The United States Supreme Court has not adopted a bright-line rule regarding Fifth
Amendment violations, and we, too, decline to do so. Under the Fifth Amendment,
inculpatory statements made by an interviewee, not subject to a custodial interrogation,
are admissible so long as they were voluntarily given. The test for voluntariness remains
consideration of the totality of the circumstances surrounding the interview. See
Fulminante, 499 U.S. at 285-286; Yandamuri, 159 A.3d at 525. As applied to the present
matter, an officer’s misrepresentation to an interviewee that he is not a suspect, when, in
fact, the officer believes the interviewee may be responsible for a crime, does not so taint
the interview as to render it involuntary per se.
Accordingly, we affirm the order of the Superior Court.
Chief Justice Todd and Justices Donohue, Dougherty, Wecht, Mundy and Brobson
join the opinion.
20 Foster’s Brief at 15-16.
21 Compare Spano v.

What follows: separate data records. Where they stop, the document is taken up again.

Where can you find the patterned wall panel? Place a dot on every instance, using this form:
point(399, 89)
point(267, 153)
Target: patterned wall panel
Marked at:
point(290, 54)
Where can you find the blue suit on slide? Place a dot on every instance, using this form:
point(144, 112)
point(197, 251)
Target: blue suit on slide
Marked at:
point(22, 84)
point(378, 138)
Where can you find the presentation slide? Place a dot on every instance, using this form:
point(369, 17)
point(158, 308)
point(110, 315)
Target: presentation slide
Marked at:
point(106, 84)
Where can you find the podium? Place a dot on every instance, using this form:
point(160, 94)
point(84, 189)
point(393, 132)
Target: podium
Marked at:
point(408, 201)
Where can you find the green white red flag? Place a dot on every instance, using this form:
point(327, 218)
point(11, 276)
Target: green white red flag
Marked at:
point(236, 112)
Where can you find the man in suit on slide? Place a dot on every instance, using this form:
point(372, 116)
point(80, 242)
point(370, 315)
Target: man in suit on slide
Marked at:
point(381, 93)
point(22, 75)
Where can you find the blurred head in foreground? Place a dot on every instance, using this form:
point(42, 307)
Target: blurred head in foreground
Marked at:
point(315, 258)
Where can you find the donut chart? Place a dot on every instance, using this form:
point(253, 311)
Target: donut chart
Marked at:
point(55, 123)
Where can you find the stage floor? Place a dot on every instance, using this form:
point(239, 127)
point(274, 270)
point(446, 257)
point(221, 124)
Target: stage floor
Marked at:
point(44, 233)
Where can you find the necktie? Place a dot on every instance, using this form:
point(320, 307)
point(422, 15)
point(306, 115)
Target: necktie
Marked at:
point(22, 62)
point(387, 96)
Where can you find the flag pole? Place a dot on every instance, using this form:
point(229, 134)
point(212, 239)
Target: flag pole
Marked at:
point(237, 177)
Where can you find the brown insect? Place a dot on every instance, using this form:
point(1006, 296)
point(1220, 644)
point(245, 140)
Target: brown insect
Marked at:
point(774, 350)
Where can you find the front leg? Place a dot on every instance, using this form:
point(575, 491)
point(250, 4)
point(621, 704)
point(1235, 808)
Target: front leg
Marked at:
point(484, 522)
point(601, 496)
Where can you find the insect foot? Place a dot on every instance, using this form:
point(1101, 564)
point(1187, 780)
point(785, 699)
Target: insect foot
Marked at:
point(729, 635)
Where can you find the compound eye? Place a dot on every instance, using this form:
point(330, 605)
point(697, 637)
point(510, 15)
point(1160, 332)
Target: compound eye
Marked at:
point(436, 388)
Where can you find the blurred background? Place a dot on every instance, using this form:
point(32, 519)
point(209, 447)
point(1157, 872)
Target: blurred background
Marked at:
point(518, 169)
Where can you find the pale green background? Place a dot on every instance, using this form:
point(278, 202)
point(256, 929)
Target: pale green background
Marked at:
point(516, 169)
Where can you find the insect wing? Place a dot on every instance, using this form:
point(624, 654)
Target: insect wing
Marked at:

New York, 360 U.S. 315, 323-324 (1959) (holding defendant’s
confession was involuntary under the totality of the circumstances, which included the fact that police had obtained grand jury indictment before interrogation; “[t]he police were not therefore merely trying to solve a crime, or even to absolve a suspect[, but] rather concerned primarily with securing a statement from defendant on which they could convict him”).
[J-69-2024] - 22 Justice Wecht files a concurring opinion in which Justice Donohue joins and
Justice Dougherty joins, except for footnote 4.